Friday--June 28, 2002—Ground
Zero Plus 289
"Silent Majority" Of The '60s Can Still Protest For
Editor, New York City Combat Correspondent News
GROUND ZERO, New York City, June 28--Today's silent majority
represent the hell raising revolutionaries of the 60's. At
least that's Maureen Dowd's take. She's an
editorial writer for the New York Times, and in a June 26 op-ed
"The Age of Acquiescence",
skinned today's silent majority who once was composed of those who railed
against government's "big brotherism" and "big businesses' lack of ethics
and morality," but are now lapping up their fair share of the spoils
They are armchair travelers today, protesting nothing regarding the
ills of society they once bannered as America's demise.
Ms.
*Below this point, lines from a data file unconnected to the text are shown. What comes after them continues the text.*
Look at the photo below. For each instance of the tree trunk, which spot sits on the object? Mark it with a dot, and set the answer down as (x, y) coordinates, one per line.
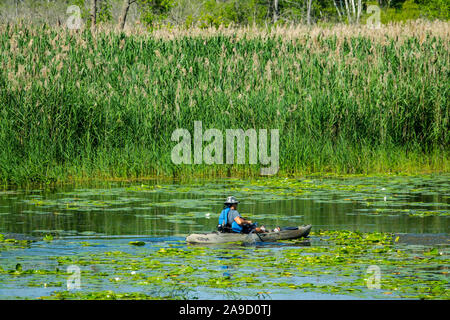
(93, 13)
(275, 11)
(348, 11)
(359, 11)
(337, 9)
(308, 11)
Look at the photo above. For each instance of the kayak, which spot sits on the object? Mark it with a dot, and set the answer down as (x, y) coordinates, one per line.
(220, 237)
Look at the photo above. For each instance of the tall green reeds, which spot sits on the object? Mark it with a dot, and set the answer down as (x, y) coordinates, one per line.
(80, 105)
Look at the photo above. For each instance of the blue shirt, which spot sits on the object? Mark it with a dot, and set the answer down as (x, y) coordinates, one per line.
(229, 215)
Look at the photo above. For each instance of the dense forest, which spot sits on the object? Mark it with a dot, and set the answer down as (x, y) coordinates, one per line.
(206, 13)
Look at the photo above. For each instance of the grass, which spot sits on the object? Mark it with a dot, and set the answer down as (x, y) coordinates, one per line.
(347, 100)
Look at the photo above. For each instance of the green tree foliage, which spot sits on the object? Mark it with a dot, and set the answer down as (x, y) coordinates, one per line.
(154, 11)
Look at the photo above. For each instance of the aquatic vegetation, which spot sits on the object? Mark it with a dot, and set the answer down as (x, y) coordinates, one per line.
(134, 247)
(342, 102)
(335, 263)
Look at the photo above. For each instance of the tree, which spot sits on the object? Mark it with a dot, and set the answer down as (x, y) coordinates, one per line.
(93, 13)
(123, 16)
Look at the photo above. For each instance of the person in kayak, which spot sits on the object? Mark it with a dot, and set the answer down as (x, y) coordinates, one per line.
(230, 220)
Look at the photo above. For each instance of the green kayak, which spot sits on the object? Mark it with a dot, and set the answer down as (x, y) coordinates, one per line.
(219, 237)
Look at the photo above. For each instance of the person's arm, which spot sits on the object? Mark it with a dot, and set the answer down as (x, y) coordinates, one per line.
(241, 221)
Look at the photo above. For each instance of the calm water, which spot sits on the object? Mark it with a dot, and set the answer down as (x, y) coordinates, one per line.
(110, 215)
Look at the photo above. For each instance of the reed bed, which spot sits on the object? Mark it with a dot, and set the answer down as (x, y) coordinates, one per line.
(77, 104)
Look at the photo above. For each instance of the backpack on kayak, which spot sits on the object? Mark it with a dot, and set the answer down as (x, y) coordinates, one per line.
(223, 225)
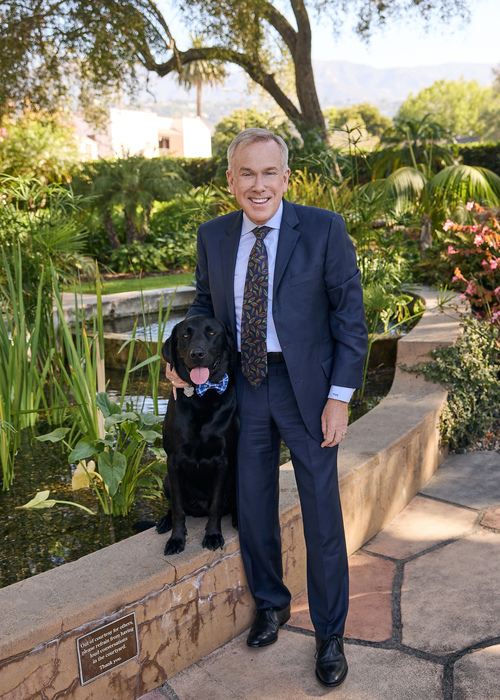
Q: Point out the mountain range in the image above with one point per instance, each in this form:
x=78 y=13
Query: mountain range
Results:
x=339 y=83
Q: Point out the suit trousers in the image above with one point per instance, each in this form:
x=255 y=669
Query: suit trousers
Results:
x=266 y=414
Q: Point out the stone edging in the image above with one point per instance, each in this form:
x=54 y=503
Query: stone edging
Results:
x=190 y=604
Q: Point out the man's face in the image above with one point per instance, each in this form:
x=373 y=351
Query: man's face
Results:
x=257 y=180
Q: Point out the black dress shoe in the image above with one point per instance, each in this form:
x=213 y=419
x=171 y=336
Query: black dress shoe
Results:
x=264 y=630
x=331 y=664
Dowd used the word "acquiescence"
to describe their impotent reactions to today's tyrannies. I
read the word to mean "Complacency"--the ultimate tool of Terrorism.
In her editorial, Ms. Dowd conveys a
conversation she had with a friend over the weekend who was an "idealistic
child of the 60's," fighting against the "establishment." Here
is the reflection the Times' columnist reported June 26.
|"We thought America was being run by the
corporate-military-industrial white male power structure," she said.
"We were certain there was a right-wing conspiracy. We thought civil
liberties and free speech were imperiled. We were suspicious of rich
people. We had reason to believe there was corporate malfeasance and
Wall Street was bad. We worried that the government was backing
coups in Latin America. We figured the administration wanted to
topple all the overwrought, self-appointed messiahs who didn't know
how to run their own little societies. We assumed that powerful
people were rigging elections. We feared there were people who
wanted to blast roads through forests and rip up the tundra."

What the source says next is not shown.